Question 3 True / False
Orbital forcing alone (Milankovitch cycles) is sufficient to explain the full magnitude of glacial-interglacial temperature differences without invoking CO₂ feedbacks.
TTrue
FFalse
Answer: False
False. Milankovitch cycles change the distribution and seasonality of solar insolation but produce relatively modest direct temperature effects — too small by themselves to explain the ~5–7°C global average temperature difference between glacial maxima and interglacials. CO₂ feedbacks are essential amplifiers: as orbital forcing initiates warming or cooling, ocean dynamics change atmospheric CO₂, which then amplifies the warming or cooling through the greenhouse effect. This is why models that include only orbital forcing cannot reproduce the full glacial-interglacial signal, while models that include CO₂ feedbacks can. The identification of this amplification mechanism is one of paleoclimatology's most important contributions to understanding Earth's climate sensitivity.
Question 4 True / False
During deglaciation, the release of CO₂ from the deep ocean is primarily driven by increased biological productivity in surface waters.
TTrue
FFalse
Answer: False
False. During deglaciation, CO₂ release from the ocean is primarily driven by changes in ocean circulation and ventilation — not increased biological productivity. As the climate warms, Southern Ocean winds strengthen and sea ice retreats, allowing deep, CO₂-enriched waters (which have accumulated carbon over millennia of isolation from the atmosphere) to upwell and ventilate, releasing CO₂ back to the atmosphere. Increased biological productivity would actually draw CO₂ DOWN (not up) by pumping organic carbon from surface to deep via the biological pump. The ventilation mechanism and the biological pump work in opposite directions for atmospheric CO₂.
Question 5 Short Answer
Why is the ocean described as the 'key player' in glacial-interglacial CO₂ cycles? Identify the two main ocean pumps and explain what each one does.
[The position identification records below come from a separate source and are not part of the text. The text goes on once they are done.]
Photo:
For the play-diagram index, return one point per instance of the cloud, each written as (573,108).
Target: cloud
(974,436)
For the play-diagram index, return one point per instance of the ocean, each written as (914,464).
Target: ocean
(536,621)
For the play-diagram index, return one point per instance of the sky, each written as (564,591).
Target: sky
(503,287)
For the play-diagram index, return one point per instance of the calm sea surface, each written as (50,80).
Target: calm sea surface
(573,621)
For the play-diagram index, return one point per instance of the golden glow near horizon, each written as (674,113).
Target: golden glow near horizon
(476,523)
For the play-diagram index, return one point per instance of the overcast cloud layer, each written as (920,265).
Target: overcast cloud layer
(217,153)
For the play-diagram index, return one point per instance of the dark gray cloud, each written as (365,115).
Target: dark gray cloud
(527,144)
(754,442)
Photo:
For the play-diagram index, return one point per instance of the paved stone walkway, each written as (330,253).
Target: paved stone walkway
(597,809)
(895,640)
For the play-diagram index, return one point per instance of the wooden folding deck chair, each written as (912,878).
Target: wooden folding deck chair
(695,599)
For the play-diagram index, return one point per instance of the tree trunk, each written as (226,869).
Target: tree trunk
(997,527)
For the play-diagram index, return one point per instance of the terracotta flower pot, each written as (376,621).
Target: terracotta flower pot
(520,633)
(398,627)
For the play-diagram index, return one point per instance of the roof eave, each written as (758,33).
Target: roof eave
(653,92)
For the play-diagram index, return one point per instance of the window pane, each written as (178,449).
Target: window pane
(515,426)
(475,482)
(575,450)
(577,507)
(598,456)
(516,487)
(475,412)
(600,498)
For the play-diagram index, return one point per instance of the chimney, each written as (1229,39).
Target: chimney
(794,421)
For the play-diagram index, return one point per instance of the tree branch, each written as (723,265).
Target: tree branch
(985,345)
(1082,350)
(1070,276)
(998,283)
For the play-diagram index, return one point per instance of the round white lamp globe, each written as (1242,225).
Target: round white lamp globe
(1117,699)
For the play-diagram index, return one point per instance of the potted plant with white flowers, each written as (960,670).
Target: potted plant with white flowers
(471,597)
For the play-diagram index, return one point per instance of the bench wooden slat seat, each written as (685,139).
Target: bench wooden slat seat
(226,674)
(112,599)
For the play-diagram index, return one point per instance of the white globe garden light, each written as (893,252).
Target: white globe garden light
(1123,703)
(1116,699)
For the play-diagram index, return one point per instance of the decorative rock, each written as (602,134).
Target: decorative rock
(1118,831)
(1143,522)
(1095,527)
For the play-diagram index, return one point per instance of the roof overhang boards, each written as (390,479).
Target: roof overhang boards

Think about your answer, then reveal below.
Model answer: The ocean is central because it holds roughly 50 times more carbon than the atmosphere — small changes in how the ocean stores or releases carbon produce large changes in atmospheric CO₂. The solubility pump: CO₂ dissolves more in cold water, so colder glacial oceans absorb more CO₂ from the atmosphere. The biological pump: surface organisms fix CO₂ through photosynthesis, and when they die and sink, they carry carbon to deep water; greater biological export during glacials transferred more carbon to the deep. Changes in ocean circulation and ventilation then determine whether this deep-stored carbon re-enters the atmosphere.
The key integrating insight is that both pumps can be modulated by climate: cooling makes the solubility pump more efficient; dust-borne iron fertilization may enhance the biological pump; changes in circulation control whether deep-stored carbon stays isolated or ventilates. The modern anthropogenic CO₂ input (~10 GtC/year) is far faster than these natural mechanisms can absorb, which is why atmospheric CO₂ is rising — the ocean's ability to draw down the excess is limited by the slow pace of biological and circulation adjustment.